HOXB13-mediated suppression of p21WAF1/CIP1 regulates JNK/c-Jun signaling in prostate cancer cells

Abstract

Many prostate cancer (PCA) patients die of recurrent disease due to the emergence of hormone-independent cancer cells of which the mechanism is not fully understood. Our previous studies demonstrated that most castrationresistant prostate cancers (CRPC) overexpress the HOXB13 transcription factor to confer positive growth signals. Since HOXB13 also suppresses p21WAF1/CIP1 (p21) expression, we studied the correlation between HOXB13 and p21 in selected samples of PCA. While there was no statistically significant correlation between expression of HOXB13 and p21, HOXB13-deficient tumors had three times higher odds for expressing p21 than HOXB13-positive tumors. Moreover, CRPC showed more negative correlation than hormone-dependent PCA (HDPC). Further in vitro proliferation assay demonstrated that androgen did not affect the growth-suppressive function of p21 in androgen-dependent PCA cells, suggesting that p21 seems to override the growthpromoting function of androgen and suppression of p21 expression by HOXB13 is an important step in PCA cell survival under no androgen influence.
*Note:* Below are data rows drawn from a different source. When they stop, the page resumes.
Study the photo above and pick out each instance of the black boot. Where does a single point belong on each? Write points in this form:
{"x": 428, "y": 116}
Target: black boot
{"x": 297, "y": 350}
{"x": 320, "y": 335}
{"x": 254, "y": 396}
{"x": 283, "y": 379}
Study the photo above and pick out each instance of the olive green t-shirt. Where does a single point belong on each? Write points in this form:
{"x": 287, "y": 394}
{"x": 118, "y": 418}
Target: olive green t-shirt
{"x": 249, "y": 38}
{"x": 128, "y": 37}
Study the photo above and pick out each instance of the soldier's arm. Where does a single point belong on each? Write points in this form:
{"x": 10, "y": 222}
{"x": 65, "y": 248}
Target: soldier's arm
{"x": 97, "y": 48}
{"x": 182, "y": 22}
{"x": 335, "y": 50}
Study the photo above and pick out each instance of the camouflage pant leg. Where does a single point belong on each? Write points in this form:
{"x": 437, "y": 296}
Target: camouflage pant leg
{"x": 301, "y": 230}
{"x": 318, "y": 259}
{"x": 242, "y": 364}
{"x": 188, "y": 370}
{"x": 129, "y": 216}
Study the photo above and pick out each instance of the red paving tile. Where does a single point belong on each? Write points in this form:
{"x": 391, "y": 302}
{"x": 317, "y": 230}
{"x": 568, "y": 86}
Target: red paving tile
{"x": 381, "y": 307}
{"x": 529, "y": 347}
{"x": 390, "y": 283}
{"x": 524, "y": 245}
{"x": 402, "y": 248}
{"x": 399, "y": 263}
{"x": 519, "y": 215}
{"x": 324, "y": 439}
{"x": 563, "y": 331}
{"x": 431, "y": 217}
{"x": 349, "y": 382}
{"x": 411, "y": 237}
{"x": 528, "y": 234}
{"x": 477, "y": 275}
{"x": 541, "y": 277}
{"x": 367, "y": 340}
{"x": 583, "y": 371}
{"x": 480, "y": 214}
HOXB13 also inhibited AP-1 signals via suppressed expression of JNK/c-Jun. While HOXB13 suppressed p21 expression via regulation of JNK signals, alteration of p21 expression also affected c-Jun and AP-1 activity. Taken together, overexpression of HOXB13 in CRPC is an important step in avoiDing the growth-suppressive effect of p21 in a harsh condition such as an androgen-deprived environment.